MLB to Replace Umpires with Mascots for Shortened 2020 Season, “Just ‘Cuz”
Whatever it takes to bring baseball back.
As reported by Ken Rosenthal of The Athletic, the MLB has sent a proposal to team owners and players which, if agreed to, would mean that baseball may return as early as July. The new plan addresses the timeline for an unprecedented pandemic-shortened season with no fans in attendance, expanded rosters in case any players test positive and have to self isolate, and the decision to replace any and all umpires with mascots for the 2020 season. While the full report has not yet been released to the media, the “Umpire Switcheroo,” as it is being called by the league, has left fans and analysts around the globe scratching their heads.
Here’s what we know so far: If this plan is agreed to, all current major and minor league mascots must begin a rigorous 2-week umpiring crash course and will be tested to prove that they can perform the duties of an umpire while also keeping the players and the fans at home entertained. All current umpires can choose to enroll in a 5-week mascot crash course or lose their jobs. At the Mascot Academy, they will take workshops on messing with players, t-shirt gun control, and dancing with your pelvis.
In an impromptu press conference following the partial leaks of the plan, MLB Commissioner and noted chickenshit Rob Manfred fielded questions from the media, and nearly all pertained to the Umpire Switcheroo. A reporter from Sports Illustrated started the line of questioning, asking Manfred for the thought process and logic that led the league to that decision. Manfred replied “There wasn’t really a thought process behind it. We were making this plan in a Google Doc and someone threw it in there, and we decided to keep it in just ‘cuz.”
A journalist from Bleacher Report then followed up, trying to clarify that this decision was made in order to provide more effective PPE to on-field personnel in terms of mascot head and costume, or in order to grow the game and attract a younger generation of fans. At this point, Manfred turned around to other league officials standing behind him and loudly whispered “Oh man, we didn’t even think of that stuff” before turning back to the press and saying “Uh, yeah, actually, um, what he said.”

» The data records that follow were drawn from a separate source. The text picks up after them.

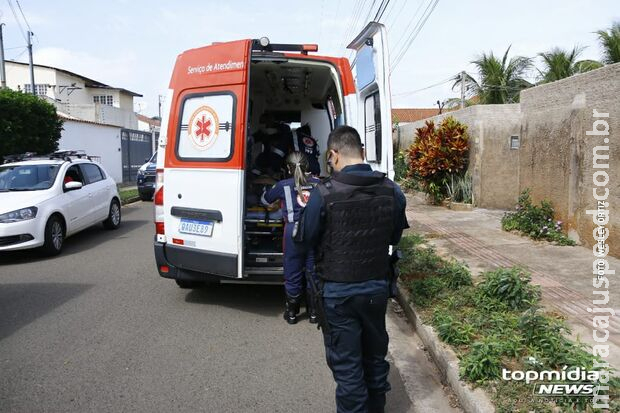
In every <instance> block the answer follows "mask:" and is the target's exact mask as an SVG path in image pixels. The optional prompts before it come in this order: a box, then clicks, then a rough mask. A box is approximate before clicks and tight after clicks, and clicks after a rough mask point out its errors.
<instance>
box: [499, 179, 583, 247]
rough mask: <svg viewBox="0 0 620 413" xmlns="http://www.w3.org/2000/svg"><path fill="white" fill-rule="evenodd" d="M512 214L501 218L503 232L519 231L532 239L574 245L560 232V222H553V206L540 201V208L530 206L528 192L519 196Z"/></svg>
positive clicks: (553, 215) (556, 221)
mask: <svg viewBox="0 0 620 413" xmlns="http://www.w3.org/2000/svg"><path fill="white" fill-rule="evenodd" d="M515 209H516V210H515V211H514V212H507V213H505V214H504V216H503V217H502V229H503V230H504V231H513V230H516V231H519V232H521V233H522V234H524V235H527V236H529V237H531V238H533V239H545V240H547V241H551V242H556V243H558V244H560V245H575V241H573V240H572V239H570V238H568V237H567V236H566V235H564V233H563V232H562V221H555V219H554V215H555V211H554V210H553V205H552V204H551V202H549V201H544V200H543V201H542V202H541V203H540V206H536V205H533V204H532V199H531V197H530V190H529V189H526V190H524V191H523V192H522V193H521V195H519V200H518V201H517V206H516V207H515Z"/></svg>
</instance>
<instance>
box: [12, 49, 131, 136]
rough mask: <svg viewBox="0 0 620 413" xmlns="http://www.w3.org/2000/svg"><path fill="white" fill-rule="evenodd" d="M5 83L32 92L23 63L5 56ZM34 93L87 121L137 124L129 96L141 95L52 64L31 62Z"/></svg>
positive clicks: (120, 125) (118, 123) (62, 110)
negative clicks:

Another reporter then asked why the league was moving away from earlier plans which involved an electronic strike zone, or “robot umpires.” Manfred was clearly ready for this question, quickly retorting “Look, I am more committed than anyone to preserving the great tradition and history of Major League Baseball, and robots are not the history of Major League Baseball, mascots are. And that’s just science.” Everyone in the room could tell that Manfred was at his breaking point.
Then, a “reporter” who was clearly just umpire, Joe West in a wig and sunglasses asked if this plan will continue past 2020 once everything is more or less back to normal. Manfred loudly groaned and banged his head on his podium before snipping “If it works, then maybe. I dunno. I just thought it would be fun. Fuck me, I guess” and quickly exiting the stage, abruptly ending the press conference.
While this press conference may have left more questions than it answered, it shows just how committed the MLB is to getting live baseball back on the field and on our TV screens. Personally, I would give anything to have baseball back, even if that means balls and strikes are going to be called by a 19-year-old theatre student who can’t see out of the eye holes in his mask.